L’essentiel est sauf : malgré les retards, bugs techniques et surcoûts, la France a réussi à préserver son autonomie stratégique sur l’ensemble de la conception de ses sous-marins nucléaires et de leur armement. Là où le britannique BAE a dû demander l’aide de l’américain General Dynamics pour boucler le développement de ses sous-marins Astute, le Barracuda reste de conception 100% française. Naval Group, maître d’œuvre du système, conçoit également son système de combat SYCOBS (dérivé de celui des SNLE) et ses torpilles. TechnicAtome, ancienne filiale d’Areva nationalisée en 2017, est en charge de la chaufferie nucléaire. Thales est en charge des sonars, Safran Electronics & Defence (ex-Sagem) des mâts optroniques. MBDA développe le missile de croisière naval MdCN et les missiles Exocet qui seront embarqués sur les Barracuda.

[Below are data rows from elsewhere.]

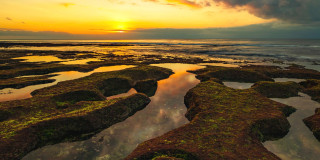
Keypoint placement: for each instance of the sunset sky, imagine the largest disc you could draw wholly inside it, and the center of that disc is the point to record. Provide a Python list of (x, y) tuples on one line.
[(112, 17)]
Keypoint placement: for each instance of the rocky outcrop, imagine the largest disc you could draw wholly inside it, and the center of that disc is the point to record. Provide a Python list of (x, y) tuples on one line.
[(277, 89), (312, 88), (313, 122), (225, 123), (253, 73), (71, 110), (25, 81)]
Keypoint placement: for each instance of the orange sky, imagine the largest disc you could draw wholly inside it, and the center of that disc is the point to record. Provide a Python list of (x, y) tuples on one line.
[(106, 16)]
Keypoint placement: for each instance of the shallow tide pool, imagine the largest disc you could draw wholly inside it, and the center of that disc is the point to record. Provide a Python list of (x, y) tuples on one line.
[(164, 113)]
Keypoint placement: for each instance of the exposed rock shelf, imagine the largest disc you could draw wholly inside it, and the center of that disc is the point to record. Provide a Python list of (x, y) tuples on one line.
[(73, 109)]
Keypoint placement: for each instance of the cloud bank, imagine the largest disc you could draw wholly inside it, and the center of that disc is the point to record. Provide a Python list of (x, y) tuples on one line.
[(296, 11), (269, 30)]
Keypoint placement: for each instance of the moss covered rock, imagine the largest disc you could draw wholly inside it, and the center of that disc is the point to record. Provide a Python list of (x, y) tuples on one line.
[(255, 73), (313, 123), (312, 88), (277, 89), (71, 110), (225, 123)]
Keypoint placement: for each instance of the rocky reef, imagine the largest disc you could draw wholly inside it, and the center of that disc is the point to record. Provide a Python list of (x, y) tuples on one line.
[(72, 110), (277, 89), (225, 123), (25, 81), (312, 88), (255, 73)]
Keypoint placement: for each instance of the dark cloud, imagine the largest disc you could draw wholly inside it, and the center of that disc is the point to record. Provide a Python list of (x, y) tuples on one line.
[(296, 11), (269, 30)]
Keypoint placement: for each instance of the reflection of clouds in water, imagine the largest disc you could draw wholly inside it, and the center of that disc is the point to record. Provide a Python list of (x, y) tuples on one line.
[(164, 113), (23, 93), (300, 142)]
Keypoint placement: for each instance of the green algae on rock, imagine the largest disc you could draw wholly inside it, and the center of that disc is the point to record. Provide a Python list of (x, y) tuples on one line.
[(313, 123), (255, 73), (277, 89), (71, 110), (312, 88), (225, 123), (25, 81)]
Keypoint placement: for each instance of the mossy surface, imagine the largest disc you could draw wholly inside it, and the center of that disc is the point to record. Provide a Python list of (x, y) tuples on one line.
[(70, 109), (25, 81), (313, 123), (312, 88), (252, 73), (277, 89), (225, 123)]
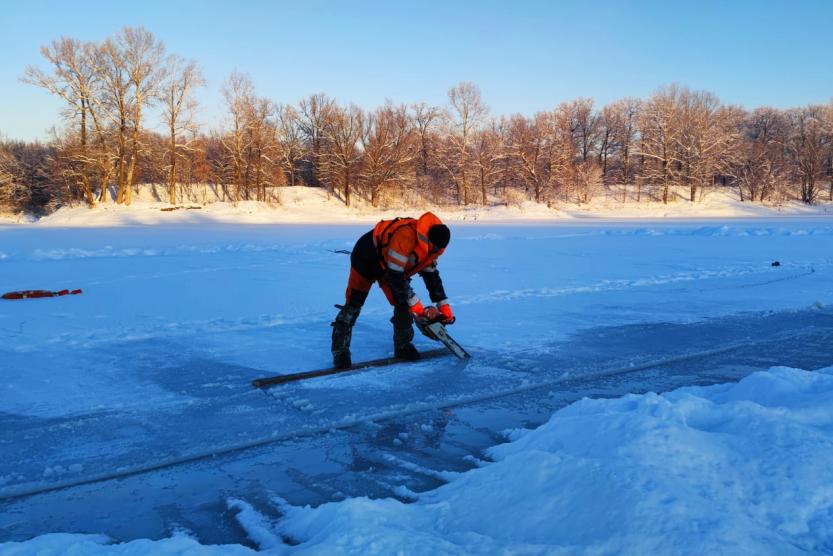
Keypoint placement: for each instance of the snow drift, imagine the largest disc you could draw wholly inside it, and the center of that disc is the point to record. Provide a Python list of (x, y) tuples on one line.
[(741, 468)]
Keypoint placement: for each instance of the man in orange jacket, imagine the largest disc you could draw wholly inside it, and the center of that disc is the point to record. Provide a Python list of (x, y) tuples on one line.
[(391, 254)]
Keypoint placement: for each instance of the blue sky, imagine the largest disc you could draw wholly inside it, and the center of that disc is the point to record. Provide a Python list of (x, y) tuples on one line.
[(525, 56)]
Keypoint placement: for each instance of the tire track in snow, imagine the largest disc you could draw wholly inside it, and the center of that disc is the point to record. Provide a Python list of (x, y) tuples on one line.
[(623, 285)]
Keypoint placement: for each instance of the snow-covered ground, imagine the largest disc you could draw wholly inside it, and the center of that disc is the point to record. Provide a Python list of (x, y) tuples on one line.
[(129, 425)]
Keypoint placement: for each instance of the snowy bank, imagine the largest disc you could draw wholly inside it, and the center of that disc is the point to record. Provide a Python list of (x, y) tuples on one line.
[(739, 468), (314, 205)]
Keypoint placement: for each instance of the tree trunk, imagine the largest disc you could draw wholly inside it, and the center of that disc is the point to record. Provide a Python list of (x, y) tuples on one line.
[(172, 176), (122, 154), (85, 178)]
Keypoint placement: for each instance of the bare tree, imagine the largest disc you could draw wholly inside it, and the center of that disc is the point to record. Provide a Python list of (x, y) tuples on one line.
[(73, 79), (468, 113), (388, 149), (182, 77), (142, 55), (587, 180), (660, 132), (116, 105), (609, 124), (13, 194), (531, 144), (315, 112), (341, 150), (262, 145), (762, 166), (425, 118), (290, 141), (808, 146), (238, 92), (488, 155), (584, 125)]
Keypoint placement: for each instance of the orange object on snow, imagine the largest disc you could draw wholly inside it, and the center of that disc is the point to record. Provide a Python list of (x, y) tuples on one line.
[(30, 294)]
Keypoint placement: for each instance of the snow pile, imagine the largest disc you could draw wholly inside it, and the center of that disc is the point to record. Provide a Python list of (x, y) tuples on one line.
[(740, 468)]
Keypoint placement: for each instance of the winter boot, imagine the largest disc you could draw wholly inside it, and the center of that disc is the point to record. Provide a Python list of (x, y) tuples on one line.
[(403, 334), (342, 334)]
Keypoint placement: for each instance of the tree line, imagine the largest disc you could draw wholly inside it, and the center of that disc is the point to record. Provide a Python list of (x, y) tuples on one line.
[(678, 140)]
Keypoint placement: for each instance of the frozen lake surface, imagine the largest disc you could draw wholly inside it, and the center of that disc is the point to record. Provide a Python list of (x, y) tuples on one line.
[(133, 399)]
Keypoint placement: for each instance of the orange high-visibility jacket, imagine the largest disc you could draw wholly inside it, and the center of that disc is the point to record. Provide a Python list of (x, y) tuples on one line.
[(404, 250)]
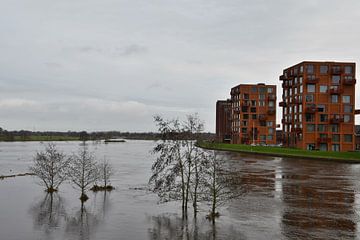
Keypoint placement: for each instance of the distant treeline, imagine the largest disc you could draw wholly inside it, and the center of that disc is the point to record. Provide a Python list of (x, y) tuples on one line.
[(25, 135)]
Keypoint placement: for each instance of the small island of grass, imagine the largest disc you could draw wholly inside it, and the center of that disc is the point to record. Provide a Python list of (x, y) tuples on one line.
[(351, 157)]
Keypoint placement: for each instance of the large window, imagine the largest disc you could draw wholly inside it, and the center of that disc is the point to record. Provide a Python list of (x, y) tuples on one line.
[(334, 98), (348, 70), (347, 138), (324, 69), (346, 99), (310, 88), (335, 80), (310, 127), (323, 88)]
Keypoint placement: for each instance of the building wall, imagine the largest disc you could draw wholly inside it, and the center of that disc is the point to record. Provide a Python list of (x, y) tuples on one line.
[(253, 114), (223, 120), (318, 106)]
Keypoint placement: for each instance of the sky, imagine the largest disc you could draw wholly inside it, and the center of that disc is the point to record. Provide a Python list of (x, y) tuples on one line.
[(112, 64)]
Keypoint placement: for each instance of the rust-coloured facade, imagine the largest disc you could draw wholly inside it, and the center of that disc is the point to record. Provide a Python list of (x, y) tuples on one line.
[(223, 121), (253, 114), (318, 104)]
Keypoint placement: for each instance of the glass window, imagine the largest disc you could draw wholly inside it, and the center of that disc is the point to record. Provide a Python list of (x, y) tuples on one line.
[(346, 99), (348, 108), (322, 128), (335, 147), (310, 87), (347, 118), (347, 138), (323, 88), (309, 98), (334, 98), (336, 137), (335, 79), (348, 70), (310, 127), (324, 69), (309, 68), (323, 118)]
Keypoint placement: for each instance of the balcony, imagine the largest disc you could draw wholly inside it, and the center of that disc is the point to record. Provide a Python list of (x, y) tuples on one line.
[(311, 109), (335, 120), (335, 91), (323, 140), (349, 81), (312, 80), (271, 111), (282, 104), (262, 118)]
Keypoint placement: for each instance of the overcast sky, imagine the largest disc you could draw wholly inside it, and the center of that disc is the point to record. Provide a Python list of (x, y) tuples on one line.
[(112, 64)]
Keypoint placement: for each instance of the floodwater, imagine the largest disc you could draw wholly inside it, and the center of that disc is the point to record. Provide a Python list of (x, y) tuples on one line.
[(282, 199)]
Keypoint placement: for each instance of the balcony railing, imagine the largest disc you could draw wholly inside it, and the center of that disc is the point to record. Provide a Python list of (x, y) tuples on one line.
[(349, 81), (271, 111), (324, 140), (336, 120), (282, 104)]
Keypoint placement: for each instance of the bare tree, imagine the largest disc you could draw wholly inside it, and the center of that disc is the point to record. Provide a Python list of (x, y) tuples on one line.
[(176, 168), (83, 170), (216, 183), (106, 171), (50, 166)]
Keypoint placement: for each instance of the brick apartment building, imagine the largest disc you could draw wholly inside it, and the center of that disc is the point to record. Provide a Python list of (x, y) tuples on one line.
[(318, 106), (223, 121), (253, 117)]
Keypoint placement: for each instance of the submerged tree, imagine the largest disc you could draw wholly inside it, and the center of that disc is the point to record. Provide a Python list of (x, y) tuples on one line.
[(176, 169), (216, 183), (83, 170), (50, 166)]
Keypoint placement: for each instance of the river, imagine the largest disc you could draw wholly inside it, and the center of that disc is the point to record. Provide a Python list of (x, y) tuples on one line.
[(282, 199)]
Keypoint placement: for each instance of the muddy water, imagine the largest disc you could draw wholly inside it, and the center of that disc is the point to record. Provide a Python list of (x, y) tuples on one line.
[(281, 199)]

Ces sous-marins 100% français ne laissent pas indifférent à l’étranger : les douze sous-marins commandés en 2016 par l’Australie seront des dérivés à propulsion classique du Barracuda. Naval Group envisage également de proposer un dérivé du Barracuda aux Pays-Bas, dans la compétition pour remplacer les vieux sous-marins de classe Walrus.